A 350-year-old fox the size of a thumbnail, a tiny intricately folded star, and a paper and silk chicken have emerged from under the floorboards of Sutton House, a National Trust property in Hackney, London.
In the 17th century, the house was a school, where the trust believes girls may have learned the hobby of paper cutting from their teacher Hannah Woolley, who included it in her 1668 book of household management, A Guide to Ladies, Gentlewomen and Maids. She described “cutting of prints, and adorning rooms or cabinets, or stands with them” as skills which “I shall be willing to impart to them, who are desirous to learn”.
Woolley had her own school in Hackney, then a recognised centre of education for girls, but the trust believes she taught at Sutton House after she was widowed in 1661.
Elaborate rooms from the 18th century, decorated with cut-and-pasted prints by wealthy women with time on their hands, survive in several mansions, but the Hackney schoolgirls’ scraps from the earliest days of the hobby are exceptionally rare survivals.
Isabella Rosner, an expert in early modern material culture, identified the cuttings, and says they are almost identical to only two other known surviving examples, one of which is a decorative box dating to the 1680s held in a collection at Witney Antiques in Oxfordshire.

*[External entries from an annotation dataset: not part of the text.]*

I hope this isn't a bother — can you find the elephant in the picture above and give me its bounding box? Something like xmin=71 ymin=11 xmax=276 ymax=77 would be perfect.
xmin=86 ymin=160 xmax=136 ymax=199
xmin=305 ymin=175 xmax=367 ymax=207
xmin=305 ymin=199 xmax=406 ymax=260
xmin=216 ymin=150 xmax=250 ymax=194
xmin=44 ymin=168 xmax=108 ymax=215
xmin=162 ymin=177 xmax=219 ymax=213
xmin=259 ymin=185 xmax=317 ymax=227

The Sutton House cuttings were lost over centuries in the gaps between the floorboards, along with rubbish, food waste and builders rubble. They were uncovered during a massive renovation job in the late 1980s when the house was rescued by the trust from near collapse, and have been stored in sacks since. Volunteers recently spent months searching through and cataloguing the mass of material, and found the fragile scraps of paper, including the handmade pieces and others cut from prints such as the couple in country clothing.
Each has a deeply personal feel. The chicken was made, for example, by a girl whose artistic talent was apparently greater than her spelling—she having labelled it “a hean”.

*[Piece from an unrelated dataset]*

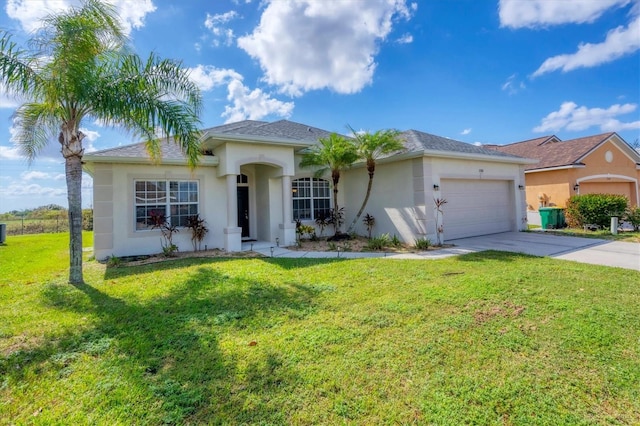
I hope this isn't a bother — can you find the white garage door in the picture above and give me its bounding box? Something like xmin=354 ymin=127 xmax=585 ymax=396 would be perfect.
xmin=440 ymin=179 xmax=515 ymax=240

Kate Simpson, a senior collections officer at the trust, described the discovery as thrilling. “We have long known about the role of Sutton House as a girls’ school over its lifetime but with few details about the classes, the pupils or teaching. This discovery brings to vivid life one of the skills that pupils were taught and the painstaking process of handling, cutting and colouring such tiny pieces of paper. Yet this is an art form that is relatable today, it has lost none of its fascination, with paper crafts still popular among people of all ages.“
Sutton House was built in the 16th century, in what was then semi-rural Hackney, for Ralph Sadleir, a close aide of Thomas Cromwell in the court of Henry VIII. Its fortunes fluctuated through multiple owners and uses until by the early 1980s it was a squat, still fondly remembered locally for rock concerts and wild parties, a period commemorated in carefully preserved graffiti.
The paper scraps will be on display in a free exhibition at Sutton House, Lost by Schoolgirls, until December.